Trusted-AI / adversarial-robustness-toolbox

Adversarial Robustness Toolbox (ART) - Python Library for Machine Learning Security - Evasion, Poisoning, Extraction, Inference - Red and Blue Teams
https://adversarial-robustness-toolbox.readthedocs.io/en/latest/
MIT License
4.87k stars 1.17k forks source link

PixelDefend uses function that is not implemented #1183

Closed Ahmed-Hamoda closed 3 years ago

Ahmed-Hamoda commented 3 years ago

In pixel_defend.py, the __call__ method uses a function from estimator.py that is called get_activations. The issue is that get_activations raises a "not implemented error" and hence causes PixelDefend to be unusable. Is there another method that gets the activations of a specified layer or would that need to be implemented by the user? Thanks.

beat-buesser commented 3 years ago

Hi @Ahmed-Hamoda Thank you very much for exploring ART! Could you please tell us more about how you are using these tools? Maybe in a Google Colab notebook?

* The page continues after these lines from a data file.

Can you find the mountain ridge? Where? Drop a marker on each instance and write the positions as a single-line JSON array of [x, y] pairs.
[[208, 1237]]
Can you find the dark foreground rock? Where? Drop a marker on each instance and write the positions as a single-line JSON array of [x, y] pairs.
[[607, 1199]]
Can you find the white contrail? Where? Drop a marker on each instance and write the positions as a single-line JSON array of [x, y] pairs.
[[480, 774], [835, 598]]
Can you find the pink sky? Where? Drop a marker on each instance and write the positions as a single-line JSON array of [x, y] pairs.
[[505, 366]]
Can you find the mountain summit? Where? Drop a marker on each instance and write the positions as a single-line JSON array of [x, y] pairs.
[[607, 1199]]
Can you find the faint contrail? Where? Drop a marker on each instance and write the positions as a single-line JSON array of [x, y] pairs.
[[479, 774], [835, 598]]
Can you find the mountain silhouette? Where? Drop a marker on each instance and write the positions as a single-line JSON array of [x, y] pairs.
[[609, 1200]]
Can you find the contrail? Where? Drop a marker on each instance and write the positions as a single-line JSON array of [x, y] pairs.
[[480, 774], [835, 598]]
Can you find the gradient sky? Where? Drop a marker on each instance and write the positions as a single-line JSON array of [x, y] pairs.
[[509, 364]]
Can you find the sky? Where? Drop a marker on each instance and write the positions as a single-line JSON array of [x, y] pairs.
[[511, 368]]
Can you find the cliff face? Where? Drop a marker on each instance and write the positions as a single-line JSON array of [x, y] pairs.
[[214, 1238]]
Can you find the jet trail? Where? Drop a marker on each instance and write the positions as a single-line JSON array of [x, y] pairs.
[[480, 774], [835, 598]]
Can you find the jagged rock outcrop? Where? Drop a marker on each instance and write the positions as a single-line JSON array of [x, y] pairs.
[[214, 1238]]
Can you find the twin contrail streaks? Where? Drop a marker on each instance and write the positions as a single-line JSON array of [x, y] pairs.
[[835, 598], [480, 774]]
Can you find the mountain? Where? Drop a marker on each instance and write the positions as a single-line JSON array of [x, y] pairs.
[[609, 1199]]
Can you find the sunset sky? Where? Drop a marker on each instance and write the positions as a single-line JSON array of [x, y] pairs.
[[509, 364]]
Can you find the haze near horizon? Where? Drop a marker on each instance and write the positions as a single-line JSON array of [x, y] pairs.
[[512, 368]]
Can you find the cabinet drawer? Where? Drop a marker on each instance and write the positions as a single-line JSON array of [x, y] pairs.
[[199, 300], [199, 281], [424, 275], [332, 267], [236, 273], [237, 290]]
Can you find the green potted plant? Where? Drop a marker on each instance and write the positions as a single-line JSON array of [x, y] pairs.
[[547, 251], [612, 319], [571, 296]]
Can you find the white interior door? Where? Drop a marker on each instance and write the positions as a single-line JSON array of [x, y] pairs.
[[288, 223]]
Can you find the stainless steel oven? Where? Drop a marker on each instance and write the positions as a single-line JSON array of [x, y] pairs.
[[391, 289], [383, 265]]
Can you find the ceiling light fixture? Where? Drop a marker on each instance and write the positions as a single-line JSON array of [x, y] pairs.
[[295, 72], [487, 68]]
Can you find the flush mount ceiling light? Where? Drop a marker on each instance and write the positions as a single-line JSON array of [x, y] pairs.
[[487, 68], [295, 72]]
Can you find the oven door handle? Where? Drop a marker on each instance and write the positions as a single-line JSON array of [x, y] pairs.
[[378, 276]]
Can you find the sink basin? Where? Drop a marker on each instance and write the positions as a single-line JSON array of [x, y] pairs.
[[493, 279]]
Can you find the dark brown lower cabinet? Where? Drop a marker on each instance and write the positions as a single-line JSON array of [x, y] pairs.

Ahmed-Hamoda commented 3 years ago

Hi @beat-buesser, Im using PixelDefend to generate purified samples from adversarial samples. Here is the script I'm using (I took the example file in the ART library and changed it slightly):

from __future__ import absolute_import, division, print_function, unicode_literals

from datetime import datetime
import os
from matplotlib import pyplot as plt

import tensorflow as tf
from tensorflow.keras import Model
from tensorflow.keras.layers import Dense, Flatten, Conv2D, MaxPool2D
import numpy as np

from art.attacks.evasion import *
from art.defences.preprocessor import *
from art.estimators.classification import TensorFlowV2Classifier
from art.utils import load_mnist

loss_object = tf.keras.losses.CategoricalCrossentropy(from_logits=True)
optimizer = tf.keras.optimizers.Adam(learning_rate=0.01)

def main():
    # Read MNIST dataset (x_raw contains the original images): (step 1)
    (x_raw, y_raw), (x_raw_test, y_raw_test), min_pixel_value, max_pixel_value = load_mnist()

    # Select 5000 images for training
    n_train = np.shape(x_raw)[0]
    num_selection = 5000
    random_selection_indices = np.random.choice(n_train, num_selection)
    x_raw = x_raw[random_selection_indices]
    y_raw = y_raw[random_selection_indices]

    # Select 500 images for testing
    n_train = np.shape(x_raw_test)[0]
    num_selection = 500
    random_selection_indices = np.random.choice(n_train, num_selection)
    x_raw_test = x_raw_test[random_selection_indices]
    y_raw_test = y_raw_test[random_selection_indices]

    (x_train, y_train) = (x_raw, y_raw)
    (x_test, y_test) = (x_raw_test, y_raw_test)

    # Create Model (step 2)
    class TensorFlowModel(Model):
        """
        Standard TensorFlow model for unit testing.
        """

        def __init__(self):
            super(TensorFlowModel, self).__init__()
            self.conv1 = Conv2D(filters=4, kernel_size=5, activation="relu")
            self.conv2 = Conv2D(filters=10, kernel_size=5, activation="relu")
            self.maxpool = MaxPool2D(pool_size=(2, 2), strides=(2, 2), padding="valid", data_format=None)
            self.flatten = Flatten()
            self.dense1 = Dense(100, activation="relu")
            self.logits = Dense(10, activation="linear")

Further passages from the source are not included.